Kayani speaks

Published February 3, 2010

GEN Ashfaq Kayani has reiterated the army's position on Afghanistan Pakistan wants a “peaceful, friendly and stable” Afghanistan; strategic depth isn't about “controlling” Afghanistan but about ensuring Pakistan doesn't have a long-term security problem on its western border; India's role in Afghanistan is “unhelpful”; and Pakistan wants Afghan state institutions, including the army and the police force, to be fashioned in a manner that they don't pose a threat to our “strategic interests”.

The report in this newspaper highlighted how strongly the army feels on the issue “He [Gen Kayani] warned that an environment hostile to Pakistan could strain its battle against militancy and extremism.” Translation address our concerns regarding India, or else don't expect us to cooperate as vigorously in the war against militancy. But this appeared a contradiction of sorts as Gen Kayani himself pointed out that Pakistan is fighting 'our' war, not America's. For its part, the US has often given the impression that it has little influence or the inclination to convince India to reduce its role in Afghanistan. (India in any case argues its role is focused on development, though it has been eager to ramp up its training of the Afghan army and police.)

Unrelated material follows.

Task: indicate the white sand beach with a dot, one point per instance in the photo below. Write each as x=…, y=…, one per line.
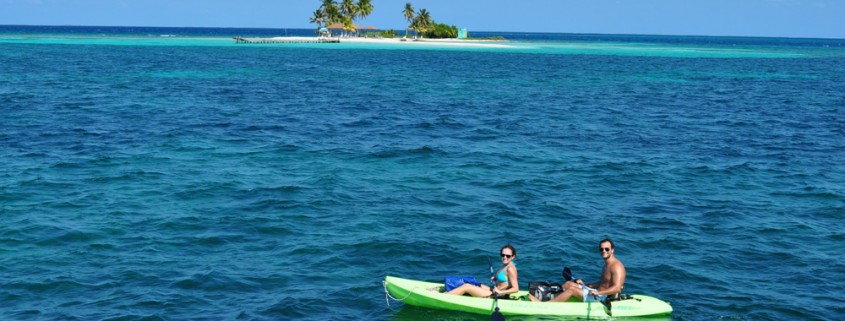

It is significant that the army chief's statement comes against the backdrop of calls from Washington and other western capitals for the Pakistan Army to move against militant bastions in North Waziristan. This is where the US and its allies believe the Haqqani network and Al Qaeda have their main bases. However, Pakistan's military appears to be saying that such action is unlikely unless some of its concerns are addressed. We hope that the army's response is part of a well-calibrated response for there are many other powers jockeying for some say in the future of Afghanistan (Russia and the Central Asian Republics, China, Iran, Saudi Arabia, America, etc). The India-centric approach may cause Pakistan to become net losers in a wider struggle that it may not be paying full attention to. Then there is the question of a future power-sharing agreement among Afghanistan's internal players. Here, too, what the Pakistan Army can achieve appears to be limited. Pakistan is hugely disliked by the non-Taliban, non-Pakhtun forces in Afghanistan, while its ability to influence the Taliban and the broader Pakhtun community may be in question. What, then, are Pakistan's options? Gen Kayani called on the US and Nato to come out with a clear strategy on Afghanistan; we can only hope he has told his Pakistani strategists the same thing.